People v. Basie

179 A.D.2d 662 | N.Y. App. Div. | 1992

The evidence that the defendant murdered her daughter consisted of her inculpatory statements to the police and others and a great deal of circumstantial evidence, including forensic evidence, photographs of the dead child, and a history of violence and abuse against the child and the defendant’s surviving five children.

The defendant’s assertion that the case consists solely of circumstantial evidence is incorrect (see, People v Giuliano, 65 NY2d 766). A confession is direct evidence (see, People v Rosner, 67 NY2d 290, 295; People v Licitra, 47 NY2d 554, 559; People v Lambert, 125 AD2d 495; Richardson, Evidence § 145 [Prince, 10th ed, 1985 Supp]). The defendant’s confessions, which consisted of statements that the child would never steal from her again because she "fixed her”, "I did it”, and "Allah, why did you make me do it again”, constituted direct evidence of the defendant’s guilt. Since the case against the defendant consisted of direct and circumstantial evidence, the "moral certainty” analysis does not apply in reviewing the sufficiency of the evidence presented (see, People v Barnes, 50 NY2d 375, 380; People v Rumble, 45 NY2d 879).

Viewing the evidence in the light most favorable to the People (see, People v Contes, 60 NY2d 620), we find that it was legally sufficient to establish the defendant’s guilt beyond a reasonable doubt. Indeed, the evidence, including evidence that the defendant beat the child repeatedly before strangling her, overwhelmingly proved that she was guilty of depraved indifference murder (see, Penal Law § 125.25 [2]). Upon the exercise of our factual review power, we are satisfied that the verdict was not against the weight of the evidence (see, CPL 470.15 [5]).

Since proof of the murder rested on a combination of direct and circumstantial evidence, the court’s failure to give a comprehensive "moral certainty” instruction to the jury was not error (see, People v Barnes, 50 NY2d 375, supra; People v Johnson, 134 AD2d 617; People v Ellis, 146 AD2d 709).
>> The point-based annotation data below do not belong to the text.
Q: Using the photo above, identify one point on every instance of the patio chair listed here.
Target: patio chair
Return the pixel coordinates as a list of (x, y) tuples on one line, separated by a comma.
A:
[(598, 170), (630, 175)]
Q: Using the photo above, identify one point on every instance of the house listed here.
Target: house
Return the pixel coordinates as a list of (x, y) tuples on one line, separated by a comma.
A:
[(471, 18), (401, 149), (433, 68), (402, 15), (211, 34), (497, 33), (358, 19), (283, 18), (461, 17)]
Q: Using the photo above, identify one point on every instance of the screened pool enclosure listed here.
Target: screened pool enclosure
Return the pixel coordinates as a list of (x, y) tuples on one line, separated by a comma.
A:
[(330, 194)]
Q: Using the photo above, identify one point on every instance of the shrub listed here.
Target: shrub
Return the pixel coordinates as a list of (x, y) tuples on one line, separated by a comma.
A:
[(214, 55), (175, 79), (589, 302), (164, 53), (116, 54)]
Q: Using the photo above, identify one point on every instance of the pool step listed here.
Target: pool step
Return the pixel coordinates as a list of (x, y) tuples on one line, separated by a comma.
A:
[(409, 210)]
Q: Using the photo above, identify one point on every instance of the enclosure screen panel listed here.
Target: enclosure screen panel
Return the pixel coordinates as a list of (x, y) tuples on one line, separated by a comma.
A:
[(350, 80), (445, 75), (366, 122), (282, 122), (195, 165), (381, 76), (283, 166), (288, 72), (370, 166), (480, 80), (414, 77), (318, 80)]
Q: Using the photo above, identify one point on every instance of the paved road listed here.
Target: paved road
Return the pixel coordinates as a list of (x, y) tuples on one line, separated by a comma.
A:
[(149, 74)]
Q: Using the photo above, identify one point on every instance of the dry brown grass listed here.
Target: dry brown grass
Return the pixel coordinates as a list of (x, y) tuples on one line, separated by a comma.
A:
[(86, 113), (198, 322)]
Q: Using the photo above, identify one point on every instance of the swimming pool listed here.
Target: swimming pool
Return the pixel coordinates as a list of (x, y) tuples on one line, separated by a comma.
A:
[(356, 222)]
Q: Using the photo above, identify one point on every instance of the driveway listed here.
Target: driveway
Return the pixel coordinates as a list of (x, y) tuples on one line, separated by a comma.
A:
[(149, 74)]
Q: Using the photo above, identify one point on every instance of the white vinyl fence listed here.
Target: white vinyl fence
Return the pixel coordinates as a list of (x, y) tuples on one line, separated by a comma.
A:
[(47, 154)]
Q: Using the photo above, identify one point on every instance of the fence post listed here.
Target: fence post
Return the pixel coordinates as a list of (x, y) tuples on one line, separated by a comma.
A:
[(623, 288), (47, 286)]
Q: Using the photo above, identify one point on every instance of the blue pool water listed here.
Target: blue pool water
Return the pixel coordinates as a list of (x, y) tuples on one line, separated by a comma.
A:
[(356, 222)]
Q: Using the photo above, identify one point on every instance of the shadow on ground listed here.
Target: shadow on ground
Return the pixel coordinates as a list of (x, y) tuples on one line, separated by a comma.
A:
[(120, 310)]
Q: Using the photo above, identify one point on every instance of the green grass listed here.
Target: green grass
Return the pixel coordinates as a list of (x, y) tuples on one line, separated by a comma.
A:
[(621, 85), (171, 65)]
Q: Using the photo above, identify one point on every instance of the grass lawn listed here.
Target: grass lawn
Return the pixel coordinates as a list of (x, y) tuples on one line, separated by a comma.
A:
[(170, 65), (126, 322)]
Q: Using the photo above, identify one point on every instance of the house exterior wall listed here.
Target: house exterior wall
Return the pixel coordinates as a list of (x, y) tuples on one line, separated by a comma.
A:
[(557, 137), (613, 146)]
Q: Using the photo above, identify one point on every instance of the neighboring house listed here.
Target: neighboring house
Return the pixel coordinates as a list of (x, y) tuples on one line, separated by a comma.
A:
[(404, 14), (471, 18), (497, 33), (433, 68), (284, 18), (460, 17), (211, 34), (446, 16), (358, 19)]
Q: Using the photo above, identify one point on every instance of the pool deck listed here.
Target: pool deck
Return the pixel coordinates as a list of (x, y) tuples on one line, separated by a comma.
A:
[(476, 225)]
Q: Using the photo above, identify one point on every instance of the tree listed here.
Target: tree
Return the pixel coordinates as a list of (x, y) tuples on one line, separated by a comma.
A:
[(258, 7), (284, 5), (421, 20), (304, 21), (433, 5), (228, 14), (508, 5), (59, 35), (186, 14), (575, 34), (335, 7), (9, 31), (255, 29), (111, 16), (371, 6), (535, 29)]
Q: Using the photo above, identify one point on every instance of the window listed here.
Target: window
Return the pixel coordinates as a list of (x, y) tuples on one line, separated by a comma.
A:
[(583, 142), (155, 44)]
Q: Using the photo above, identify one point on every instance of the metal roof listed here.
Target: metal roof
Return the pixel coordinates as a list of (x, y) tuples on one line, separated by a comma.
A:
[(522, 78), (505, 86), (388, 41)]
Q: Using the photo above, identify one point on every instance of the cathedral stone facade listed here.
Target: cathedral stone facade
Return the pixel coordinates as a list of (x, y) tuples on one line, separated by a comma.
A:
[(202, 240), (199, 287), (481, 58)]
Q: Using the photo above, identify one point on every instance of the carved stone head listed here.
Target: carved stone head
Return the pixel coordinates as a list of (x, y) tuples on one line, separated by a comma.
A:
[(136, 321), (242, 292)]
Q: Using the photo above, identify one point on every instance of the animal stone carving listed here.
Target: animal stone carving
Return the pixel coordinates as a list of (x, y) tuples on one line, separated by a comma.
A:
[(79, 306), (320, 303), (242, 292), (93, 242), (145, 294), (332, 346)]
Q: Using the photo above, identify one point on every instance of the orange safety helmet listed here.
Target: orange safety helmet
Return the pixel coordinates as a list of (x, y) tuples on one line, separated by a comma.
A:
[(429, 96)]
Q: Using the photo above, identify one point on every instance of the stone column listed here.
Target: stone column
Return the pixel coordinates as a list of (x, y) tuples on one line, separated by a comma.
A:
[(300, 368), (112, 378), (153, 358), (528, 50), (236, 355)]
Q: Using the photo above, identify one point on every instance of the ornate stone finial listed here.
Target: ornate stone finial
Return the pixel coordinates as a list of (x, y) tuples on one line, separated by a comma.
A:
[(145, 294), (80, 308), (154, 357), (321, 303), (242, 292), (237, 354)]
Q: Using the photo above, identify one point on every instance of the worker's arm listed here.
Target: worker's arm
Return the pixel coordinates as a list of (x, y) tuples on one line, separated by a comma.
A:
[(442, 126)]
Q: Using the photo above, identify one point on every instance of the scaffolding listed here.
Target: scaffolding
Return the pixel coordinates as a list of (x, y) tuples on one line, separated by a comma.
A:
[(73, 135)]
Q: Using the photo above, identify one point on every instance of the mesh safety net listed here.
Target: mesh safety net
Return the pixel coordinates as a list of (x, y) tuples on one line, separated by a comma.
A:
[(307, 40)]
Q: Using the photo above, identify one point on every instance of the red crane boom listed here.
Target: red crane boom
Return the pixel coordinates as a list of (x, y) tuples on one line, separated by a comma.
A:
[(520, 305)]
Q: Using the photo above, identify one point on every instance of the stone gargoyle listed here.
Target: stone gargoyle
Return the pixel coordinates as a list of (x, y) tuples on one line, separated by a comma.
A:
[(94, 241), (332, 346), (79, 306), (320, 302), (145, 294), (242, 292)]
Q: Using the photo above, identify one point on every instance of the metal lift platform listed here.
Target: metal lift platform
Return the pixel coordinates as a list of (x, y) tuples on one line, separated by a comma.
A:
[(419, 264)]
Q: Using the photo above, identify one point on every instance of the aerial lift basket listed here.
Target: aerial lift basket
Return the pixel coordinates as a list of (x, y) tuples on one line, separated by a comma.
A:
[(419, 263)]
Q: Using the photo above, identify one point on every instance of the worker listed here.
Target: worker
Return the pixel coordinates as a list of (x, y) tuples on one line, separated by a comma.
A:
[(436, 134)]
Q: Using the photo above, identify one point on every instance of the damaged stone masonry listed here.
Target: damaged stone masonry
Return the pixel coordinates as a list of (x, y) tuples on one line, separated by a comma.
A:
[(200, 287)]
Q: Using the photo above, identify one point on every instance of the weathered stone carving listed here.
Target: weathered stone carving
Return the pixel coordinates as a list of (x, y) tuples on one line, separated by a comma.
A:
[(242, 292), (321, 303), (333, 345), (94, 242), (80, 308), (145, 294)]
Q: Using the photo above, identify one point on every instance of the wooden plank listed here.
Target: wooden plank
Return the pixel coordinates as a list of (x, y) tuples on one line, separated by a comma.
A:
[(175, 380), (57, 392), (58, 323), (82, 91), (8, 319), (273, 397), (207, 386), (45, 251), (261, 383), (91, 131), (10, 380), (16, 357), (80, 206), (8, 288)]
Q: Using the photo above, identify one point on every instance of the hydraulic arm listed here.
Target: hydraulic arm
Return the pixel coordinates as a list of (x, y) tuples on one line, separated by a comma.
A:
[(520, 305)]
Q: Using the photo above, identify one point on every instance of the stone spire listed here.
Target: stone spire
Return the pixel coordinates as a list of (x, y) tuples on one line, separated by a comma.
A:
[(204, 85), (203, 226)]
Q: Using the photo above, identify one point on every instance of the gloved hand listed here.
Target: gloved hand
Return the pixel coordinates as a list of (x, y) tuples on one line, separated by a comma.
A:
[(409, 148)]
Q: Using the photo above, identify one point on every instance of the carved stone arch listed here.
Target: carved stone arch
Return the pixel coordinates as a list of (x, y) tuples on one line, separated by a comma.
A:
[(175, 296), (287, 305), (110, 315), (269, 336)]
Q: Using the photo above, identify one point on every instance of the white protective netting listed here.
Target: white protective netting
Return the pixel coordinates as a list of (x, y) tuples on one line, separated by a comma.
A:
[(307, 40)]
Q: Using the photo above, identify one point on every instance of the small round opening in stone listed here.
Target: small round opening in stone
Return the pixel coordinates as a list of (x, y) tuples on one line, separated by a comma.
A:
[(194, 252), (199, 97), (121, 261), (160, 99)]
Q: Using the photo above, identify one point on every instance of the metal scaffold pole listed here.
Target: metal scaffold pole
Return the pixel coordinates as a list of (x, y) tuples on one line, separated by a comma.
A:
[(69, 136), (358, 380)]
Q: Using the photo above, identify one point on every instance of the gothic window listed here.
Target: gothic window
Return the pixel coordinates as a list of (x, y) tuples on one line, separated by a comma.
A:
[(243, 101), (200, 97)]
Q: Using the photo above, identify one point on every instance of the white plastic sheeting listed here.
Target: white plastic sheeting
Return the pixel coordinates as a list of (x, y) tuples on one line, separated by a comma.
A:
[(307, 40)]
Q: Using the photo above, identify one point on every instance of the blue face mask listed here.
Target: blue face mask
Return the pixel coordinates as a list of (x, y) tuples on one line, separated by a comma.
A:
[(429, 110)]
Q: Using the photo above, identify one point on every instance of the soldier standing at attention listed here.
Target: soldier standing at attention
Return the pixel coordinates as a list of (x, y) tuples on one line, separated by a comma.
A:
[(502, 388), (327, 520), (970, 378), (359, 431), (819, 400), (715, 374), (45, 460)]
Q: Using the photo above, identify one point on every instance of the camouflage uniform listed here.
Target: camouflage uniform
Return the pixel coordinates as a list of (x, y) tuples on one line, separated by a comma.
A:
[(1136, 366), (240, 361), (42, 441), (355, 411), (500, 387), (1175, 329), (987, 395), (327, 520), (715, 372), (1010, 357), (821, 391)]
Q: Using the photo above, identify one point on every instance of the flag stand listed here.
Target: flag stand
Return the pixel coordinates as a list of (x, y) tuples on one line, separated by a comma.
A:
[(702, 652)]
It is well established that evidence of prior bad acts is inadmissible if its sole purpose is to show a predisposition to commit the crime charged (see, People v Allweiss, 48 NY2d 40). However, it is equally well established that evidence *664otherwise relevant to a material fact is not rendered inadmissible merely because it reveals that the defendant has committed another crime. Evidence of prior bad acts may be relevant to motive, intent, the absence of mistake or accident, or identity (see, People v Molineux, 168 NY 264). Particularly in cases involving child abuse, evidence of prior bad acts is highly relevant to establish a lack of mistake or accident (see, People v Henson, 33 NY2d 63).

When it is determined that evidence of other bad acts is relevant, the court must weigh the probative value against the prejudicial effect and, where the probative value is slight in comparison to the potential for prejudice, the evidence should not be admitted (see, People v Hudy, 73 NY2d 40; People v Sims, 110 AD2d 214). The trial court, in the exercise of its discretion, may allow evidence of uncharged crimes with appropriate limiting instructions, if it helps establish some element of the crime under consideration (see, People v Satiro, 72 NY2d 821; People v Alvino, 71 NY2d 233). In the case at bar, the court properly admitted evidence that the defendant frequently beat her children. Since the defendant sought to establish that the child was murdered by an unidentified man or persons with access to her room key, the evidence of her prior beatings of her children was admissible to show identity. Further, it was admissible to establish intent and negate any claim of accident. The court gave a thorough instruction that the jury was not to consider the prior acts as indicative of propensity but only to consider them relative to identity and the absence of mistake. We agree that the probative value of this evidence outweighed any prejudicial effect. Thompson, J. P., Kunzeman, Eiber and Miller, JJ., concur.